My program reads in data from various different sources and needs to match it up using timestamps. Some of the timestamps were provided by a call to System.currentTimeMillis() in the application which created the files, and I need to know how accurate this is, so that I can account for any rounding errors which might have occurred. This isn't actually as obvious as it sounds, as I know that this depends on the accuracy of time measurement by the hardware, OS, and I think the JVM even has its own notion of time which is only required to be consistent with UTC every noon, but I believe that a call to currentTimeMillis() bypasses this and retrieves the time directly from the OS (is this correct?).
In principle, my question is: does System.currentTimeMillis() actually give the time accurate to the nearest millisecond on Linux, Mac OS and Windows (and since which versions - I know, for example, that Windows only used to be accurate to the nearest 15/16 milliseconds).
Answer: don't know, and it probably varies from machine to machine. Maybe somebody else will know more.
The documentation is not at all sanguine about its precision, and scrolling down to the nanoTime method doesn't inspire me with confidence either. I have tried nanoTime on a Linux box before and it seems to count time elapsed since I booted the machine. That may be different on Windows®; I have never tried.
I tried this on Fedora25 using an Intel® Celeron(R) CPU 1037U @ 1.80GHz × 2 with 4GB of ram:-...and repeatedly got 5 or 6. Two consecutive millisecond calls without the intervening loop returned a difference of 0. So I can't find any evidence of precision to the nearest millisecond.
I did take some delight in writing that semicolon instead of the loop however
posted 1 year ago
I tried my code again and got about ten 5s, a 7, and a 1, so maybe I have got millisecond granularity after all.
Campbell Ritchie wrote:The documentation is not at all sanguine about its precision
It's explicitly vague:
Returns the current time in milliseconds.

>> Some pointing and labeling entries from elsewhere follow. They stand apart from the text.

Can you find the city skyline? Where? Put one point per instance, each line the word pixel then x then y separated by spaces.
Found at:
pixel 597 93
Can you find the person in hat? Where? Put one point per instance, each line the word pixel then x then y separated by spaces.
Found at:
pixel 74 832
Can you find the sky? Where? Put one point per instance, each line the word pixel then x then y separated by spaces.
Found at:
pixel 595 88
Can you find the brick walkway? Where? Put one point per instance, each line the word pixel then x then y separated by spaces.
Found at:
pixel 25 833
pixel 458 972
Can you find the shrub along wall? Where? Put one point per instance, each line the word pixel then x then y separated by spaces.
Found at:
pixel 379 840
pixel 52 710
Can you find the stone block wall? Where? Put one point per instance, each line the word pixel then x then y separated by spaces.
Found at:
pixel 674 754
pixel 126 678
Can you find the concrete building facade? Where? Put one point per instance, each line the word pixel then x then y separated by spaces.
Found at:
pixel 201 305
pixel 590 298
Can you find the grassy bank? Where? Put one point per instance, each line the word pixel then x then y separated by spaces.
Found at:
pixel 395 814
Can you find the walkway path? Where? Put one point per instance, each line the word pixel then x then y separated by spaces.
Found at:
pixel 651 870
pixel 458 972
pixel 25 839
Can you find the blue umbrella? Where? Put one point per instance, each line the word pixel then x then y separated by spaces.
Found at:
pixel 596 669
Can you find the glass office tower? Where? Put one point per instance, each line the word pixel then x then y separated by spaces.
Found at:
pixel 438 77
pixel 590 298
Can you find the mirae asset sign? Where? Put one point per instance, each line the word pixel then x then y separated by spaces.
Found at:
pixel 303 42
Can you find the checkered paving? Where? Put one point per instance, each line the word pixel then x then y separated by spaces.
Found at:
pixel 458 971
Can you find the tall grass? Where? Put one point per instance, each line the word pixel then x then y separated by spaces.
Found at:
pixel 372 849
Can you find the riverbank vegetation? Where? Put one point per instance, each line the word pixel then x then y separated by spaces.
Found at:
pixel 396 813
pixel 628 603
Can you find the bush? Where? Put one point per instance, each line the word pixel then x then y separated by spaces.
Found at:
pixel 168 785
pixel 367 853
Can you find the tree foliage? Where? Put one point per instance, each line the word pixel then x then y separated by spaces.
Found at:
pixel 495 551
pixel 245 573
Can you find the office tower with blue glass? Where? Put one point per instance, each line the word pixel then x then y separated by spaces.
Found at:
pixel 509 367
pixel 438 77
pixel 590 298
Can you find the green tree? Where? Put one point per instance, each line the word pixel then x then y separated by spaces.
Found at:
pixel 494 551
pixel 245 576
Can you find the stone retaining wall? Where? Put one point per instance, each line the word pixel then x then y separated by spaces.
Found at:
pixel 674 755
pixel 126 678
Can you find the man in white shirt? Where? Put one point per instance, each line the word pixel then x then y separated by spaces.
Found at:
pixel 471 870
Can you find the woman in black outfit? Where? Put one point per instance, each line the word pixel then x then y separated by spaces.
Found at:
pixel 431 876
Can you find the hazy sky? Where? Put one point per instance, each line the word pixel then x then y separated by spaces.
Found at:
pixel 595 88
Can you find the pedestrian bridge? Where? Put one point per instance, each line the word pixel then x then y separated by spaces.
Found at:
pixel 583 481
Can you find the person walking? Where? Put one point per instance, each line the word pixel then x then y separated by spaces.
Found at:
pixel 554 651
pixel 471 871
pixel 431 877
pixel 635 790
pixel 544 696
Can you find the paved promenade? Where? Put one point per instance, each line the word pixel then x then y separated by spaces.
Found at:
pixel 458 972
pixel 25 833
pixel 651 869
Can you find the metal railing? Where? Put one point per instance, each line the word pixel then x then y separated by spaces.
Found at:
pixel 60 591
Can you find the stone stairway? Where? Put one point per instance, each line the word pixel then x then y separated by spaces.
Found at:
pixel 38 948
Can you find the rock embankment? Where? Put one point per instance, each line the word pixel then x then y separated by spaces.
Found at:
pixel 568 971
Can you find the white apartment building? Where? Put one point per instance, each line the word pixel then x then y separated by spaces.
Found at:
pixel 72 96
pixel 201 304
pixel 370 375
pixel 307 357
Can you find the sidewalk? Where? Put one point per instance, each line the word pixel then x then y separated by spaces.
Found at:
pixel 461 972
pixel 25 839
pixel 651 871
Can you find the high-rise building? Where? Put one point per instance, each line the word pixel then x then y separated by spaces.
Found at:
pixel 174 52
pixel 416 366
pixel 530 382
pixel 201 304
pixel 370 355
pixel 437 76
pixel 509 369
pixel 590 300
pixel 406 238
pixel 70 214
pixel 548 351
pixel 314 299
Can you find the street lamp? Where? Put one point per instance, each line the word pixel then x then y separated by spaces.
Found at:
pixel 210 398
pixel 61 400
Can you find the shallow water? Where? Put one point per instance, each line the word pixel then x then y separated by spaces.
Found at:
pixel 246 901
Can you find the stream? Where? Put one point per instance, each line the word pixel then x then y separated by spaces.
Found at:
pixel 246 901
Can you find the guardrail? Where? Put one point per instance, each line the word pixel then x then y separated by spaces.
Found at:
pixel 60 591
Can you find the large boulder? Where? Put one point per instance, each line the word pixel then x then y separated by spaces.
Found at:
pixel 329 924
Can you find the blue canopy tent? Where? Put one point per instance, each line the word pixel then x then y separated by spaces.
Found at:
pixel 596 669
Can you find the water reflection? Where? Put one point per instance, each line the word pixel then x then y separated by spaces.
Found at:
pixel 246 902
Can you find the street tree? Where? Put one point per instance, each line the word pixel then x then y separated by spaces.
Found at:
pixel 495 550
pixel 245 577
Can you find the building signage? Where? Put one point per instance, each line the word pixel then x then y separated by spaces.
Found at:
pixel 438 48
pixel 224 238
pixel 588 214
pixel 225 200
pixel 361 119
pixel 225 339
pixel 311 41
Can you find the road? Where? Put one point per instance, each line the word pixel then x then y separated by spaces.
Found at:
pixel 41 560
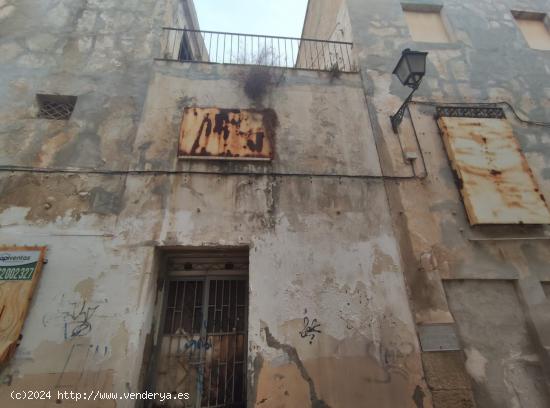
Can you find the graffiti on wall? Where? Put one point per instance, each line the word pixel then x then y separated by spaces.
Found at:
pixel 311 328
pixel 78 322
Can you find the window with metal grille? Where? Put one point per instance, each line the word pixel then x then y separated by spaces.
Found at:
pixel 185 52
pixel 56 107
pixel 202 347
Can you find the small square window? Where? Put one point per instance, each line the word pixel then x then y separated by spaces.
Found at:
pixel 535 29
pixel 57 107
pixel 425 23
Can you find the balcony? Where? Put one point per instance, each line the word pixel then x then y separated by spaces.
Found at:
pixel 214 47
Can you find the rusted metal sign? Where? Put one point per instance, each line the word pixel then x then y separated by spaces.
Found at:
pixel 438 337
pixel 213 133
pixel 19 273
pixel 497 184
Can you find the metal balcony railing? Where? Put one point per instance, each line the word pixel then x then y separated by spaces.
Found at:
pixel 248 49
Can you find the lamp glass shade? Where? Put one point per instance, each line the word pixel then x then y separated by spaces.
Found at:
pixel 411 67
pixel 402 71
pixel 417 62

Note that while the unit of time of the return value is a millisecond, the granularity of the value depends on the underlying operating system and may be larger. For example, many operating systems measure time in units of tens of milliseconds.
I've seen increments of up to 10ms, so never use it for real precision counters, only as an indication.
Campbell Ritchie wrote:and scrolling down to the nanoTime method doesn't inspire me with confidence either. I have tried nanoTime on a Linux box before and it seems to count time elapsed since I booted the machine. That may be different on Windows®; I have never tried.
It doesn't really matter, as long as you remember what the documentation does say:
This method can only be used to measure elapsed time and is not related to any other notion of system or wall-clock time. The value returned represents nanoseconds since some fixed but arbitrary origin time (perhaps in the future, so values may be negative). The same origin is used by all invocations of this method in an instance of a Java virtual machine; other virtual machine instances are likely to use a different origin.
So don't assume it's System.currentTimeMillis() * 1000 or anything, and don't migrate its values to different machines or even persist it and reuse when restarting the application on the same machine.